Search code examples
regexlualua-5.1lpeg

Match repeatable string as a "whole word" in Lua 5.1


My environment:

  • Lua 5.1
  • Absolutely no libraries with a native component (like a C .so/.dll) can be used
  • I can run any arbitrary pure Lua 5.1 code, but I can't access os and several other packages that would allow access to the native filesystem, shell commands or anything like that, so all functionality must be implemented in Lua itself (only).
  • I've already managed to pull in LuLpeg. I can probably pull in other pure Lua libraries.

I need to write a function that returns true if the input string matches an arbitrary sequence of letters and numbers as a whole word that repeats one or more times, and may have punctuation at the beginning or end of the entire matching substring.

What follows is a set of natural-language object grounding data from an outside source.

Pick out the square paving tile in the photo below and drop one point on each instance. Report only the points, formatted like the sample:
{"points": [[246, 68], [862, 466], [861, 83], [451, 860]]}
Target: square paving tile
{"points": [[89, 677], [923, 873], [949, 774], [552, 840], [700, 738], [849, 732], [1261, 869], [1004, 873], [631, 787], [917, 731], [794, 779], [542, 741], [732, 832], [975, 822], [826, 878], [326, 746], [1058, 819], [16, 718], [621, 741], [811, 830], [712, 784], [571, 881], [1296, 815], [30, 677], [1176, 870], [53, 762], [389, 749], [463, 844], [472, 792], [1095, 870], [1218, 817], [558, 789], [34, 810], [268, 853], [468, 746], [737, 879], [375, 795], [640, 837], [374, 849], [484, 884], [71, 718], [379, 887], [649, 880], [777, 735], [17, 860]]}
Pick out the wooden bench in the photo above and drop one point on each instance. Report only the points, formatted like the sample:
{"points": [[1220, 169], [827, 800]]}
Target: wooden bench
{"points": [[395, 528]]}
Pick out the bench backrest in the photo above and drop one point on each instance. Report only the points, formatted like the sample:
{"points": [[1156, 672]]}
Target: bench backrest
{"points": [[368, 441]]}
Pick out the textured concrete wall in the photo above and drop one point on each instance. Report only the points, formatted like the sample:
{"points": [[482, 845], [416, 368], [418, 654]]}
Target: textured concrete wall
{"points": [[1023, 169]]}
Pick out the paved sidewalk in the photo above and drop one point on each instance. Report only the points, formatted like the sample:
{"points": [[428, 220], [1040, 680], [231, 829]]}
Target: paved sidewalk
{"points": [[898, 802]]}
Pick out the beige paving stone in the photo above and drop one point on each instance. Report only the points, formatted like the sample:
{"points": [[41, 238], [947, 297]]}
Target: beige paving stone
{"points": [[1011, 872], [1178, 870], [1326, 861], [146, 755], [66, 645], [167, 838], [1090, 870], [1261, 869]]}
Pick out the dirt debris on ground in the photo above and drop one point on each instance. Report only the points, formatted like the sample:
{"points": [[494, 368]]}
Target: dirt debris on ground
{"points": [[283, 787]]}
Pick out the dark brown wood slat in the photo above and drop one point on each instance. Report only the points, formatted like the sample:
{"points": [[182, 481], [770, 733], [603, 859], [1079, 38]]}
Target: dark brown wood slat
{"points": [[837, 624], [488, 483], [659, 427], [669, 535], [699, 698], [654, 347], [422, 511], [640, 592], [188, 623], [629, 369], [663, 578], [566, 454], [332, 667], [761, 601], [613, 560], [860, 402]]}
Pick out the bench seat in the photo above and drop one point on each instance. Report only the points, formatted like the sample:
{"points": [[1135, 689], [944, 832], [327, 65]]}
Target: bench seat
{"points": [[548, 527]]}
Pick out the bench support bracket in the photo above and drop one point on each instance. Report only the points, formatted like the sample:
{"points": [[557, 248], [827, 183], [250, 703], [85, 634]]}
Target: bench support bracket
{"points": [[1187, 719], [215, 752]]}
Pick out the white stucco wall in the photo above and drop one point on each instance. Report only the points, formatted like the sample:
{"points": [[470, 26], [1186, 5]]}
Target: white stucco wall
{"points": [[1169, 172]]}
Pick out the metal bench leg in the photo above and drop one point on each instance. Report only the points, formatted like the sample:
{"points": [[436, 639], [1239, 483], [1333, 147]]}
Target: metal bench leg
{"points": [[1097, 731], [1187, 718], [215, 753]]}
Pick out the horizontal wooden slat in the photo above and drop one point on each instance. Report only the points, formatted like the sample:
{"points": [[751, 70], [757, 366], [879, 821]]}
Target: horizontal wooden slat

I use "whole word" in the same sense as the PCRE word boundary \b.

To demonstrate the idea, here's an incorrect attempt using the re module of LuLpeg; it seems to work with negative lookaheads but not negative lookbehinds:

function containsRepeatingWholeWord(input, word)
    return re.match(input:gsub('[%a%p]+', ' %1 '), '%s*[^%s]^0{"' .. word .. '"}+[^%s]^0%s*') ~= nil
end

Here are example strings and the expected return value (the quotes are syntactical as if typed into the Lua interpreter, not literal parts of the string; this is done to make trailing/leading spaces obvious):

  • input: " one !tvtvtv! two", word: tv, return value: true
  • input: "I'd", word: d, return value: false
  • input: "tv", word: tv, return value: true
  • input: " tvtv! ", word: tv, return value: true
  • input: " epon ", word: nope, return value: false
  • input: " eponnope ", word: nope, return value: false
  • input: "atv", word: tv, return value: false

If I had a full PCRE regex library I could do this quickly, but I don't because I can't link to C, and I haven't found any pure Lua implementations of PCRE or similar.

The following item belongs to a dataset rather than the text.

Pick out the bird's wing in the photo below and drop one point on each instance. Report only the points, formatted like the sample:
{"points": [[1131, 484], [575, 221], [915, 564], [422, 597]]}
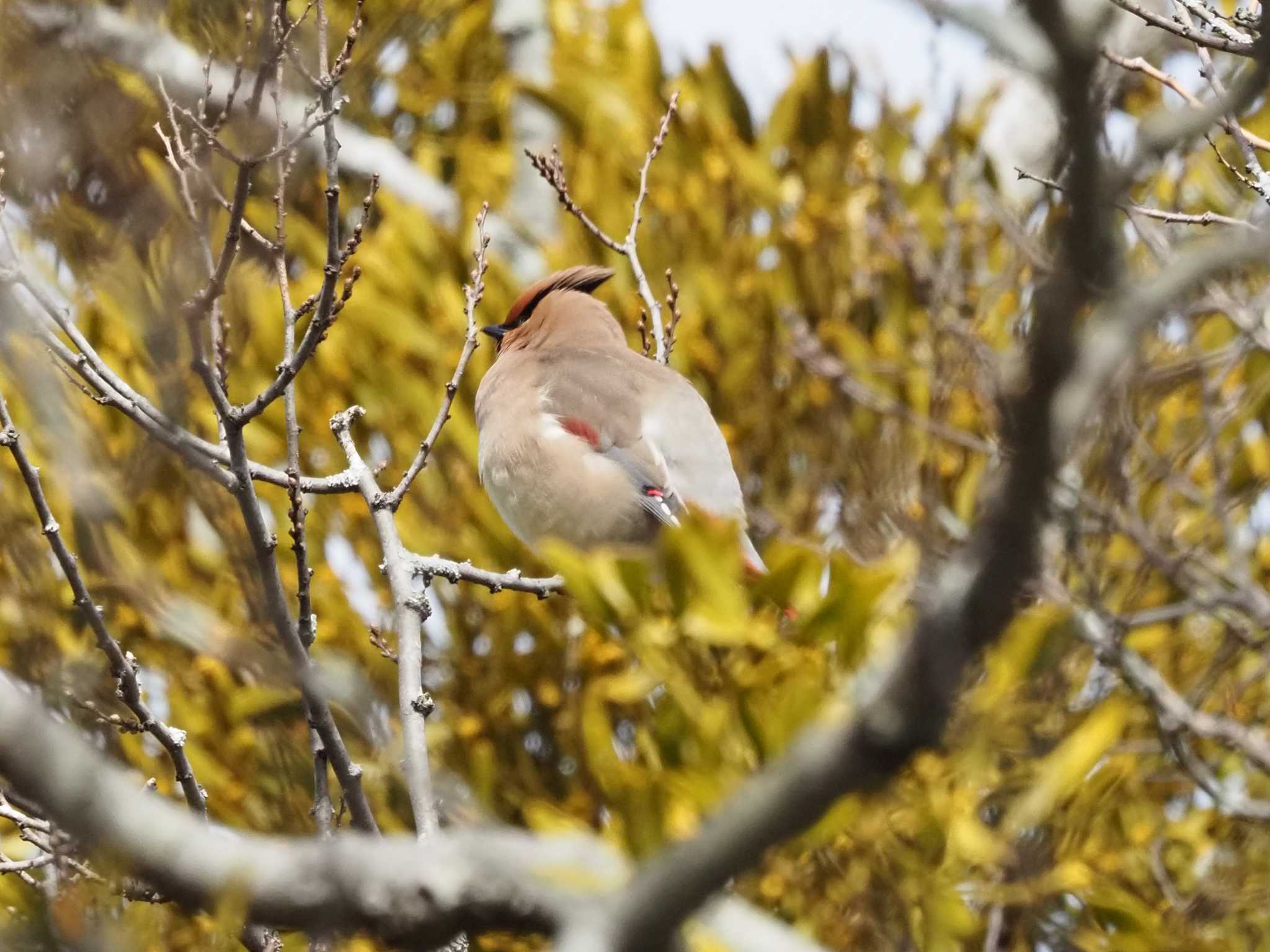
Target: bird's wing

I'm not certain if LPEG is flexible enough (using LPEG directly or through its re module) to do what I want, but I'm pretty sure the built-in Lua functions can't do what I want, because it can't handle repeating sequences of characters. (tv)+ does not work with Lua's builtin string:match function and similar.

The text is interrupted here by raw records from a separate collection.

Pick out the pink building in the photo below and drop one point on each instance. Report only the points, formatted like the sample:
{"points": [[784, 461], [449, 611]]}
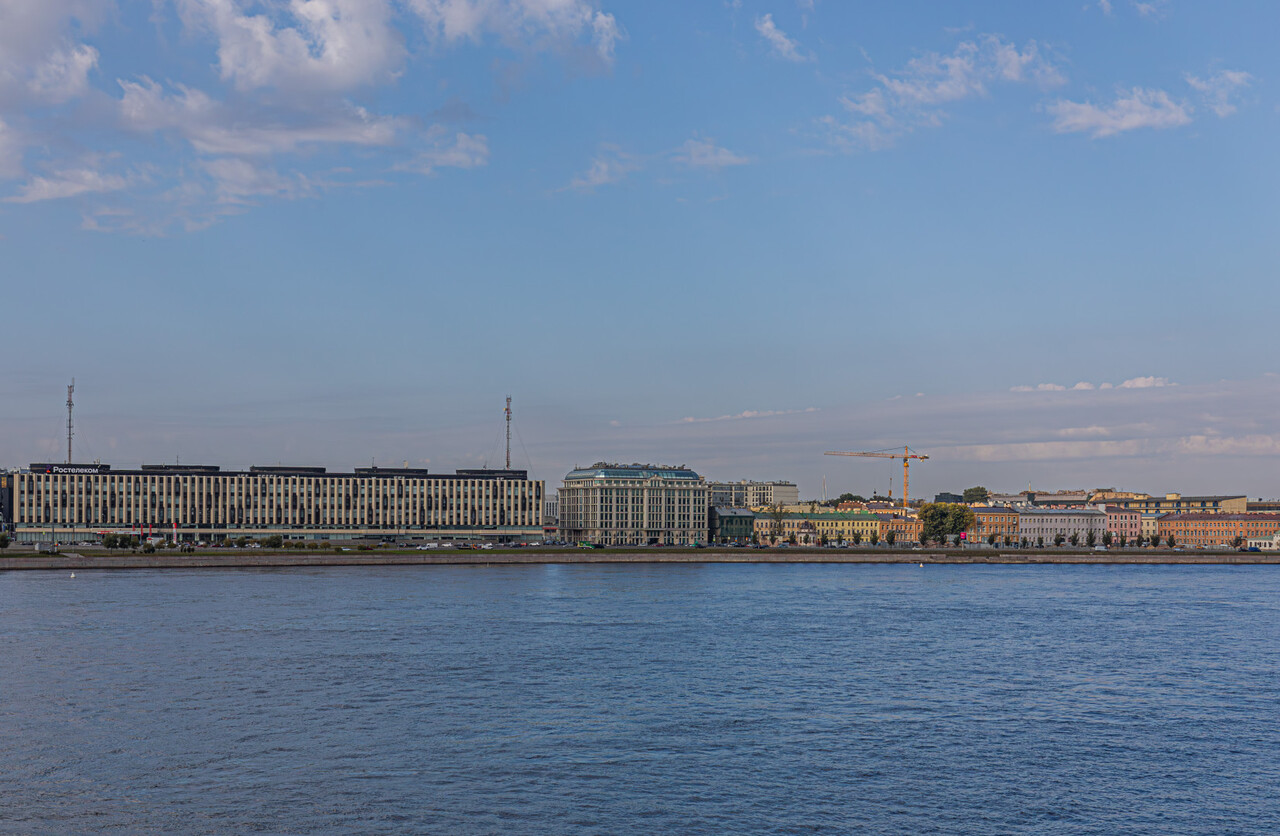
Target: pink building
{"points": [[1124, 522]]}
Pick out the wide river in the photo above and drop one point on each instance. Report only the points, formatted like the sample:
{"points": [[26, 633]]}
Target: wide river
{"points": [[641, 699]]}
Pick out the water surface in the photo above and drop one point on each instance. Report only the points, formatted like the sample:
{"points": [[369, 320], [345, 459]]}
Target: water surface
{"points": [[643, 699]]}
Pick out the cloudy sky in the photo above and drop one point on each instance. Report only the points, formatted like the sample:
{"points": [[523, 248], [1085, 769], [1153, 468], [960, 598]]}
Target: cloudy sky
{"points": [[1036, 241]]}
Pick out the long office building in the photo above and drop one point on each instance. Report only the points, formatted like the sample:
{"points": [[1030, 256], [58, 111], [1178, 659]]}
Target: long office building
{"points": [[634, 505], [193, 502]]}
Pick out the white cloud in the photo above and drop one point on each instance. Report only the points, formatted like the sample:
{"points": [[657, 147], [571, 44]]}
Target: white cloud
{"points": [[1084, 385], [211, 127], [521, 23], [611, 165], [913, 96], [705, 154], [1040, 387], [67, 183], [1150, 8], [778, 42], [461, 150], [1220, 88], [748, 414], [64, 73], [330, 45], [1138, 108], [237, 181], [1146, 383], [10, 151]]}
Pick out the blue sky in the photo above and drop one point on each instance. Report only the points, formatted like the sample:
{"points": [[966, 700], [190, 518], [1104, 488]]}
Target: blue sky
{"points": [[1036, 241]]}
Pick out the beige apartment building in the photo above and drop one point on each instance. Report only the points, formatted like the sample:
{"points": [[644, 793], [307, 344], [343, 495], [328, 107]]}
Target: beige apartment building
{"points": [[753, 494], [634, 505], [192, 502]]}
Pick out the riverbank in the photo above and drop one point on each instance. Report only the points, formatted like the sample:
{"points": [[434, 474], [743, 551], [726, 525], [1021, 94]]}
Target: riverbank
{"points": [[297, 558]]}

Interesting resources I've been scouring to try to figure out how to do this, to no avail:


Solution

  • Lua patterns are powerful enough.
    No LPEG is needed here.

    This is your function

    function f(input, word)
       return (" "..input:gsub(word:gsub("%%", "%%%%"), "\0").." "):find"%s%p*%z+%p*%s" ~= nil
    end
    

    This is a test of the function

    for _, t in ipairs{
       {input = " one !tvtvtv! two", word = "tv", return_value = true},
       {input = "I'd", word = "d", return_value = false},
       {input = "tv", word = "tv", return_value = true},
       {input = "   tvtv!  ", word = "tv", return_value = true},
       {input = " epon ", word = "nope", return_value = false},
       {input = " eponnope ", word = "nope", return_value = false},
       {input = "atv", word = "tv", return_value = false},
    } do
       assert(f(t.input, t.word) == t.return_value)
    end